XML 26 R16.htm IDEA: XBRL DOCUMENT v3.21.2
NOTES PAYABLE
9 Months Ended
Sep. 30, 2021
Notes Payable  
NOTES PAYABLE

 

NOTE 10. NOTES PAYABLE

 

The following tables set forth the components of the Company’s notes payable as of September 30, 2021 and December 31, 2020: 

          
   September 30,
2021
   December 31,
2020
 
Principal value of Promissory Note  $8,184,654   $8,977,721 
Loan discounts   (62,203)   (248,972)
Promissory Note, long term net of discount  $8,122,451   $8,728,749 

 

Pursuant to the terms of the Securities Purchase Agreement with AMS, the Company issued a non-interest-bearing CAD $10,000,000 ($7,330,000 USD) promissory note secured only by the shares acquired in AMS. Principal payments under the Promissory Note are due quarterly commencing upon AMS receiving a license to cultivate and are computed based upon 50% of AMS' cash flow, defined as EBITDA less all capital expenditures, taxes incurred, non-recurring items, and other non-cash items for the relevant fiscal quarter, including the servicing of all senior debt payment obligations of the Company. The Promissory Note matures the earlier of two years from the date AMS receives a license to cultivate, or December 31, 2021. Since AMS had not received its cultivation license as of December 31, 2020, the Note Payable will have a maturity date of December 31, 2021.

 

The Company performed a valuation study as part of the AMS acquisition. The valuation study determined that the Promissory Note should be valued at $6,632,917 since it was non-interest bearing.
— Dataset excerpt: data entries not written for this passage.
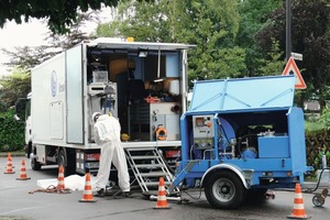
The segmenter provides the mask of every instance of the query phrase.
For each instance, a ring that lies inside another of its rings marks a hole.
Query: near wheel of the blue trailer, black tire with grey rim
[[[240,177],[230,170],[218,170],[205,185],[207,200],[219,209],[234,209],[245,198],[246,189]]]

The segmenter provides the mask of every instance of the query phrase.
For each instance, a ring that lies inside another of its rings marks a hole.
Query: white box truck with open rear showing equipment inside
[[[180,147],[191,47],[102,37],[34,67],[32,92],[25,99],[25,151],[32,168],[58,164],[66,175],[96,173],[100,151],[91,114],[97,111],[119,119],[123,147],[157,146],[173,156]]]

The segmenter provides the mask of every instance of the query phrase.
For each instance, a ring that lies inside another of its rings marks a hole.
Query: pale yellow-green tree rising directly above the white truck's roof
[[[169,6],[182,6],[182,1],[128,1],[121,2],[116,12],[114,20],[100,24],[98,36],[133,36],[135,41],[145,42],[174,42],[170,38],[167,22]],[[173,28],[172,28],[173,29]]]

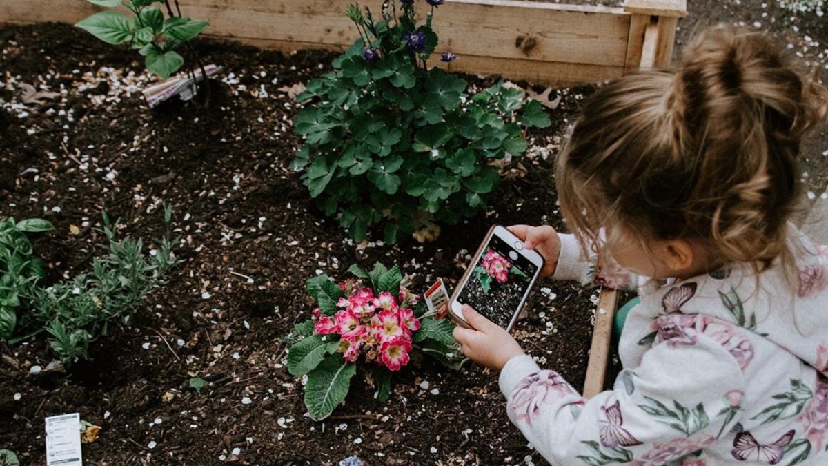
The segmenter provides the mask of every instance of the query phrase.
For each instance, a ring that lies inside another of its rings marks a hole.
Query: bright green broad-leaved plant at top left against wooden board
[[[117,10],[104,10],[84,18],[75,26],[108,44],[129,42],[132,49],[145,57],[147,70],[164,79],[184,65],[184,57],[176,49],[198,36],[208,26],[207,22],[182,16],[178,0],[87,1],[102,7],[124,7],[132,15]],[[161,8],[153,6],[153,3],[161,3],[166,7],[166,19]],[[207,75],[204,70],[202,72],[204,76]]]

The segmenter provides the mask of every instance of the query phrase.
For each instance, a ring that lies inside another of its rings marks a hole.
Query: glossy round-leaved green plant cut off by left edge
[[[39,218],[0,221],[0,339],[12,337],[25,290],[46,278],[46,265],[34,255],[26,233],[54,229]]]

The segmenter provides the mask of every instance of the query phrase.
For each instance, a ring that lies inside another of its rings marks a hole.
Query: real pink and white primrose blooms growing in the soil
[[[392,371],[405,366],[412,351],[412,333],[420,328],[420,321],[408,307],[416,303],[416,295],[400,287],[397,297],[387,291],[375,296],[359,282],[339,284],[339,288],[348,297],[339,299],[339,311],[333,317],[319,308],[313,310],[315,333],[339,335],[337,351],[344,353],[346,361],[356,362],[364,355],[366,361]]]

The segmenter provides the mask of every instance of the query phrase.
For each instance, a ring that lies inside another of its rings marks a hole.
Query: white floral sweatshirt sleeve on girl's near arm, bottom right
[[[551,464],[668,464],[729,434],[744,393],[739,363],[705,335],[657,344],[590,400],[528,356],[499,382],[509,419]]]

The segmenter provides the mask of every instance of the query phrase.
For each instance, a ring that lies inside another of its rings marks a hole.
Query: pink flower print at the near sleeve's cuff
[[[556,371],[540,371],[526,376],[512,392],[512,406],[515,420],[525,420],[532,425],[532,418],[541,412],[543,405],[551,404],[556,398],[575,393],[575,389]],[[578,404],[582,405],[583,400]]]

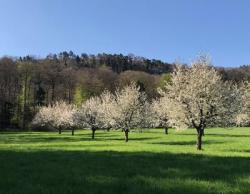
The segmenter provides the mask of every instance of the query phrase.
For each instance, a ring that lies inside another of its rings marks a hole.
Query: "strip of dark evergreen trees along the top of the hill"
[[[27,59],[27,57],[20,58]],[[97,54],[88,55],[81,54],[75,55],[72,51],[62,52],[58,55],[50,54],[43,60],[55,60],[63,62],[65,66],[72,66],[77,68],[89,67],[109,67],[115,73],[121,73],[127,70],[144,71],[150,74],[161,74],[171,72],[173,69],[172,64],[164,63],[161,60],[147,59],[144,57],[138,57],[133,54]]]

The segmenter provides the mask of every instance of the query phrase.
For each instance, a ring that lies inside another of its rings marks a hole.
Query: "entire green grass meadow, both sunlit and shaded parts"
[[[0,133],[1,194],[250,192],[250,128]]]

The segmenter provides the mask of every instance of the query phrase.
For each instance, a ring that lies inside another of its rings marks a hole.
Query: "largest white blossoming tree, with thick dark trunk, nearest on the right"
[[[222,81],[206,56],[199,57],[191,67],[177,66],[171,83],[166,84],[163,96],[180,107],[172,107],[171,114],[196,129],[198,150],[202,149],[206,126],[232,118],[238,93],[231,89],[234,87]]]

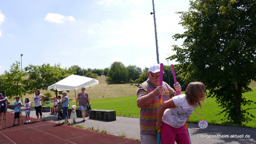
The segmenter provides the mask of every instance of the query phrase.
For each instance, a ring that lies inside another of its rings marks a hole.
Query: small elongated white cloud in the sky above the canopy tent
[[[45,20],[55,23],[62,23],[66,20],[75,21],[76,19],[73,16],[63,16],[57,13],[48,13],[45,17]]]

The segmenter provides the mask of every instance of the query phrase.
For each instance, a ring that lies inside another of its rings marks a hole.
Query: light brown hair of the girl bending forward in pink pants
[[[202,108],[201,102],[198,99],[198,95],[203,94],[203,99],[202,101],[204,102],[206,97],[205,97],[205,86],[201,82],[191,82],[188,84],[186,88],[186,98],[188,98],[189,102],[191,105],[194,107],[197,107],[198,105],[200,108]]]

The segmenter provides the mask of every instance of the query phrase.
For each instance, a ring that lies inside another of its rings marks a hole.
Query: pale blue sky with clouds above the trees
[[[183,33],[177,11],[187,11],[188,0],[154,1],[159,61],[167,65],[172,36]],[[157,62],[151,0],[1,0],[0,74],[21,60],[23,68],[60,63],[62,68],[148,67]],[[175,64],[174,61],[169,61]]]

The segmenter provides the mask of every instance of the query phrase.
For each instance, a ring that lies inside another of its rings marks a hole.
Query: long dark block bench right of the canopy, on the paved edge
[[[116,111],[92,109],[89,110],[89,118],[105,121],[116,121]]]

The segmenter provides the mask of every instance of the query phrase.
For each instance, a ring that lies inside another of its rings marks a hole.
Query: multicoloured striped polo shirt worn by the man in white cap
[[[175,94],[173,88],[167,83],[163,82],[164,93],[162,95],[162,102],[165,102],[172,98]],[[137,99],[144,95],[154,91],[156,87],[147,79],[145,82],[140,84],[137,89]],[[140,109],[140,132],[142,134],[157,134],[156,122],[157,122],[157,111],[158,111],[158,100],[159,96],[155,97],[147,106]]]

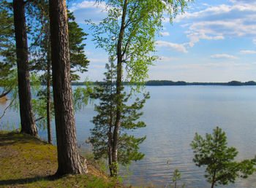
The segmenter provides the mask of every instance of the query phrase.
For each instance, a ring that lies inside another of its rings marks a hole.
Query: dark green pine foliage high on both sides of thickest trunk
[[[50,23],[48,0],[31,1],[28,9],[28,19],[33,25],[30,26],[30,36],[32,40],[29,48],[35,57],[31,59],[32,70],[46,71],[48,61],[50,61]],[[72,80],[78,80],[80,77],[75,74],[76,71],[83,73],[87,71],[89,60],[84,54],[84,40],[88,34],[75,23],[75,16],[72,12],[67,12],[69,27],[69,56]],[[51,64],[51,63],[50,63]]]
As a result, the Company recorded a note discount of $697,083. The note discount will be amortized to interest expense over the three-year term of the Promissory Note. During the nine months ended September 30, 2021, the Company has recorded $186,610 in amortization expense related to this note discount.

 

On July 3, 2019, the Company entered into a 12% $1,000,000 Loan Agreement with Koze Investments LLC (“Koze”), payable in full on June 28, 2020. Under the terms of the 12% Note, Koze took a first security interest against the Company’s Hanover, Ontario cannabis facility in progress and required the Company to pay off its existing mortgage of approximately $650,000 CAD. Additionally, the Company agreed to pay a 3% origination fee, prepay the year of interest ($60,000) and to issue to Koze five-year warrants to purchase 1,001,000 shares of the Company’s Common Stock at an exercise price of $1.00 per share. After paying the origination fees, the prepayment and paying off the original mortgage, the Company used a portion of the remaining proceeds as payment against the SMI purchase price of CAD $1,000,000. During the period ended December 31, 2020, the Company recorded an additional amount of $890,570 relating to penalties for late payment. On July 9, 2021, the Company closed the sale of the Hanover property and used the proceeds from the sale to repay this note in full. The note was repaid for $1,600,000 which included the original principal of $1,000,000, accrued interest of $124,735 and penalties of $475,265. This mortgage has now been discharged.

 

On April 21, 2020, the Company received a loan from the Government of Canada under the Canada Emergency Business Account program (CEBA). This loan was in the amount of $40,000 CAD (USD $29,352). These funds are interest-free until December 31, 2022, at which time the remaining balance will convert to a 3-year term loan at an interest rate of 5% per annum. An additional amount of $20,000 CAD (USD $15,708) was received on December 29, 2020. If the Company repays the loan prior to December 31, 2022, there will be loan forgiveness of 33% or $20,000 CAD.

 

During the nine months ended September 30, 2021, the Company entered into Note Agreements with secured investors amounting to $238,560. These notes are non-interest bearing and mature in 12 months. Repayment includes principal amount plus $50,000 CAD settlement cash fee plus 58,140 Common Shares at $0.43 per share plus 59,524 Common Shares at $0.42 per share. These notes are secured by a General Security Agreement over all present and after acquired property, assets, and undertakings.